Number vandals at Wikipedia

Dec 12, 2009

ImageI've been an occasional editor at Wikipedia for almost five years now. Over that time, my usual modus operandi has been to come across an article I'm interested in, make a lot of correction and clean-up edits and then add it to my watch list. My watch list has thus grown slowly but steadily over the years.

So I can't confirm whether it is because I am watching more articles, or whether this vandalism practice is new, but I thought I would write about it, because the implications are serious. The type of vandalism I'm referring to is the deliberate introduction of incorrect information involving numbers.

Numbers on Wikipedia intimidate people. Numbers are, by definition, absolute and difficult to argue with. A common example is an unreferenced date on a page receiving moderate user traffic. A well-intentioned editor likely added the date when first creating the article because he or she has intimate knowledge of the subject and is under the impression that such knowledge is "obvious" or "common". It is this misconception which makes number vandalism so insidious.

A sly vandal arrives one day, long after the original editor has moved on, and changes that date to something five years before, or a few months after. Subsequent visitors to the page aren't alerted that the date was recently changed; they only see a date and most will accept it without question, because of two reasons: a) they are there to get knowledge, rather than verify it, and b) a date is a number, impossible to question without pre-existing knowledge of the subject, or expending effort to perform real research.

Thus number vandalism has a tendency to be inserted without question more often, and remain on Wikipedia far longer than vandalism involving factual errors of other kinds. A recent example of this occurred on the Wikipedia page for Balvenie, one of my favourite purveyors of scotch whisky. In a prominent place halfway down the page was a list of "Vintage Casks" complete with dates, alcohol content and number of bottles produced, which was added on the 6th of September, 2009. This information was added without citation, but appeared so authoritative, as well as on a lightly trafficked page, that it was never challenged until I removed it on the 12th of December, 2009.

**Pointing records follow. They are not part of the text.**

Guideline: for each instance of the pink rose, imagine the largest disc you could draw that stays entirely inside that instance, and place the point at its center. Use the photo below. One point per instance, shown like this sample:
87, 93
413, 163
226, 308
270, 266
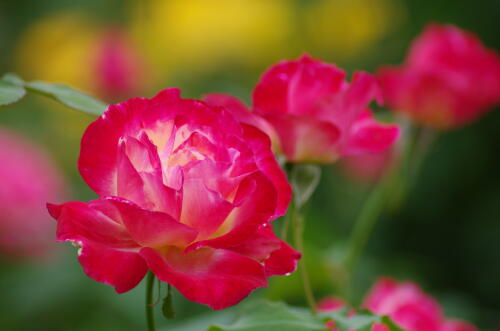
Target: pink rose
317, 115
449, 79
332, 304
456, 325
118, 66
407, 305
28, 179
185, 191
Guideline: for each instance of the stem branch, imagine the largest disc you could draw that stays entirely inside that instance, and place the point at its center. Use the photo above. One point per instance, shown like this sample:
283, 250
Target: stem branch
298, 236
149, 302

What's important to note here is that the information may very well have been accurate (although uncited) when it was first added. However, since that addition, further editors had seen fit to add, edit and change dates within this list, all without citation. Perhaps all of these edits were accurate as well, but really: who could tell?

Another example from my watchlist was this edit made on the 3rd of December, 2009. This vandal changed a date on a stub article from 1926 to 1941, and if I hadn't just started watching the article, who would have known the date was incorrect without following up on the various cited references on the Raisin Bran and U.S. Mills pages? How long would it have gone unnoticed on this relatively obscure and low-importance article?

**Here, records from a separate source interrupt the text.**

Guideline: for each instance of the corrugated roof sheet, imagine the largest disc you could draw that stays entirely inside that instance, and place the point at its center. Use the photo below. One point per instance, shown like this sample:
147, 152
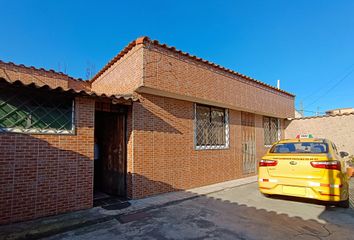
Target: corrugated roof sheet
67, 90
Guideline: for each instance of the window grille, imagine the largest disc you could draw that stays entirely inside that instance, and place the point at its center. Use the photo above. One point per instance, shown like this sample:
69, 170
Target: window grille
28, 111
271, 128
211, 127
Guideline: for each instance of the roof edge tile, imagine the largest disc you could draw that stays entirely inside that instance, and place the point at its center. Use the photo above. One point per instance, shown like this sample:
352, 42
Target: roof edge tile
145, 39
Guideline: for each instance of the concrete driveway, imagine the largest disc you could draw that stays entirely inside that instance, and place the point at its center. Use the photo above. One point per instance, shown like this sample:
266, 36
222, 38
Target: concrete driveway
236, 213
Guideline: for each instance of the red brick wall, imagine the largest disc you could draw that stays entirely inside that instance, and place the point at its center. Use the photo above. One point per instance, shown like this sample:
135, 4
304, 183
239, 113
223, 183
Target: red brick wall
124, 76
44, 175
163, 154
167, 73
337, 128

It would be convenient to pigeonhole this as simple date vandalism, but really, the problem extends to all numbers on Wikipedia, of which dates are a significant category that feature on a large number of articles. Most things had to have happened at a "time" so dates are apt to appear on most articles. But it isn't just dates that have an air of authority in the human mind, it is assuredly all numbers.

Are you a Wikipedia editor? If so, you should make it a habit to examine numbers and dates on the pages you watch and edit. Uncited changes should be put under double scrutiny, for the simple reason that the ratio of effort required to change them versus that required to verify them is more unbalanced than almost any other type of edit. Be vigilant, and question all numbers; they should be the first items on any page which require reliable and verifiable external referencing.

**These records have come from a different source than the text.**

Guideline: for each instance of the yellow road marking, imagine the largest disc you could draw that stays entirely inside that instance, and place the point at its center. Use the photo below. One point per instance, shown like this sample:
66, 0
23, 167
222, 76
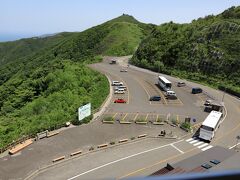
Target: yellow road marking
135, 117
157, 163
115, 115
146, 117
164, 99
143, 87
124, 116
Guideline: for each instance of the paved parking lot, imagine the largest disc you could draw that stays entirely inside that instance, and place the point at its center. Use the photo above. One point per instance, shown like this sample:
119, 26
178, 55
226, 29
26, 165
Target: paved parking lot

Road Apples Almanac Hidden-state input elements and defaultValue

Comments closed

  • Dec 13, 2009 - 22:13

    # Comment by AVB

    Gravatar

    I am the one who complied the Balvenie Vintage Cask list and posted it on the Balvenie page. As a collector of Vintage Casks for the last decade I'm not sure what other authentication you are looking for in my listing. Since the distillery itself has been no help in determining the casks and amounts my list is the most correct one available. I've spent many hours tracking down the data presented and it is correct to the extent I can make it. I saw your removal of my listing when I went to update an entry for the 1970 Vintage Cask. Chances are that all of the recent edits were updates as I noticed a transposed number, found new cask info and generally cleaned up the list.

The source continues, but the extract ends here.